Mr Shoveller, who worked with Mr Lynch on Eurostar, also said it was ironic that it was the RMT negotiators who actually had to walk away and consult with their executive board on how to proceed in the talks .
“I think it illustrates that there is a sort of smokescreen,” he added, pointing out that the letter was part of a legal process aimed at reforming outdated work practices on the roads. iron.
He stressed that two other unions were ready to continue talking and that he was ready to go “all night” to find a compromise.
“I was really hopeful that we could have potentially found a way to suspend today’s strike,” he said.
“Extremely frustrated and big apologies to the passengers who are again disturbed this morning. »

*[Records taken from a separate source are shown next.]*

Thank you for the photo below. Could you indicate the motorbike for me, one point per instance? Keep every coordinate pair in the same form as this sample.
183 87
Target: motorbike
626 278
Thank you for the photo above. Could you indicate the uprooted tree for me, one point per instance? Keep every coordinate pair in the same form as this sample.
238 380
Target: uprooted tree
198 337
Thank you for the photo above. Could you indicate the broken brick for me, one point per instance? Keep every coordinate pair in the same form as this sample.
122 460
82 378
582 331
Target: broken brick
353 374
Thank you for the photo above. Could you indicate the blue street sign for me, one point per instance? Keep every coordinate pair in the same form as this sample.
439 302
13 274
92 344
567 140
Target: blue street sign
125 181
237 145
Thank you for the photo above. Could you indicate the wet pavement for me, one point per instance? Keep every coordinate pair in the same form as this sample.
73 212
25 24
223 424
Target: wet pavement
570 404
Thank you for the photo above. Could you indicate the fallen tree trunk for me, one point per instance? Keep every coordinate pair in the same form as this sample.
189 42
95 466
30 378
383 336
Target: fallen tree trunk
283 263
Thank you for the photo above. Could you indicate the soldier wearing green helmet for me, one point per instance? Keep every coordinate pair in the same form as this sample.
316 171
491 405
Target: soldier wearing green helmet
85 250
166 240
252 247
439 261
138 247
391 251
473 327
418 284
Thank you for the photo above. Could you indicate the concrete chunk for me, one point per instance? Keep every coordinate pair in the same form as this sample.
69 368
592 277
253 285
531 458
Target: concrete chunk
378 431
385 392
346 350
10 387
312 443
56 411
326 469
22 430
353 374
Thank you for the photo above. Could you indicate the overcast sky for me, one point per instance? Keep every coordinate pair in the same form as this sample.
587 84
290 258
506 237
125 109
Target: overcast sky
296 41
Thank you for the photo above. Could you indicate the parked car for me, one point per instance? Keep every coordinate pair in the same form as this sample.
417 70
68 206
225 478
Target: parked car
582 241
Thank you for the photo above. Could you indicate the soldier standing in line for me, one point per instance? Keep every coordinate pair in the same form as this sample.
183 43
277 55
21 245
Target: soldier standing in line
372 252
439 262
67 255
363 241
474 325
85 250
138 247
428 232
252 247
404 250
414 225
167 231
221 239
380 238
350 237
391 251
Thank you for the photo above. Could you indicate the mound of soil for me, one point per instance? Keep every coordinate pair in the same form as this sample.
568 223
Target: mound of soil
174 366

Although talks are ongoing, a third day of strike action is scheduled for Saturday, with workers from 13 other train operators also taking part in the walkouts.
Unions representing teachers, postal workers, nurses, doctors, civil servants and lawyers are also heading for industrial action in what could be a “summer of discontent”.
The government has criticized the strikes, calling them counterproductive and most damaging for low-income people who rely on public transport and cannot work from home.
Later Thursday, ministers will present planned changes to a law that would make it easier for companies to use temporary staff, in a bid to minimize the impact of strikes.
“Once again the unions are holding the country hostage by paralyzing essential public services and businesses. The situation we find ourselves in is not sustainable,” Business Secretary Kwasi Kwarteng said.
“Repealing these 1970s restrictions will give businesses the freedom to quickly access fully qualified staff, while allowing people to carry on with their lives uninterrupted to help keep the economy going.”
But the Labor Party has accused the government of ‘blocking’ the rail negotiations by refusing to participate directly but allegedly imposing conditions on any deal.
Only one in five trains were due to run on Thursday, and they are mostly restricted to mainlines, with around half the network closed.
Services started later than normal at 7:30 a.m. and will close early at 6:30 p.m.
Several major stations were virtually deserted on Thursday morning, including London Euston and London Paddington.
National Highways network lead planner Frank Bird said traffic flows on the freeways and major A-roads on Thursday morning were “remarkably good.”
“The appearance of the network is that the traffic numbers are down,” he told the PA news agency.
“If you go in and out of downtowns and downtowns, they get a little busier.”
He added: “Two years on (since the Covid pandemic) we have learned to work in different ways, people are working from home so it’s a very different picture.
“People can continue to work even though the rail conflict is ongoing.”
Members of the Aslef drivers’ union on Greater Anglia are also on strike on Thursday in a separate pay dispute.
The company advises passengers to travel only when necessary.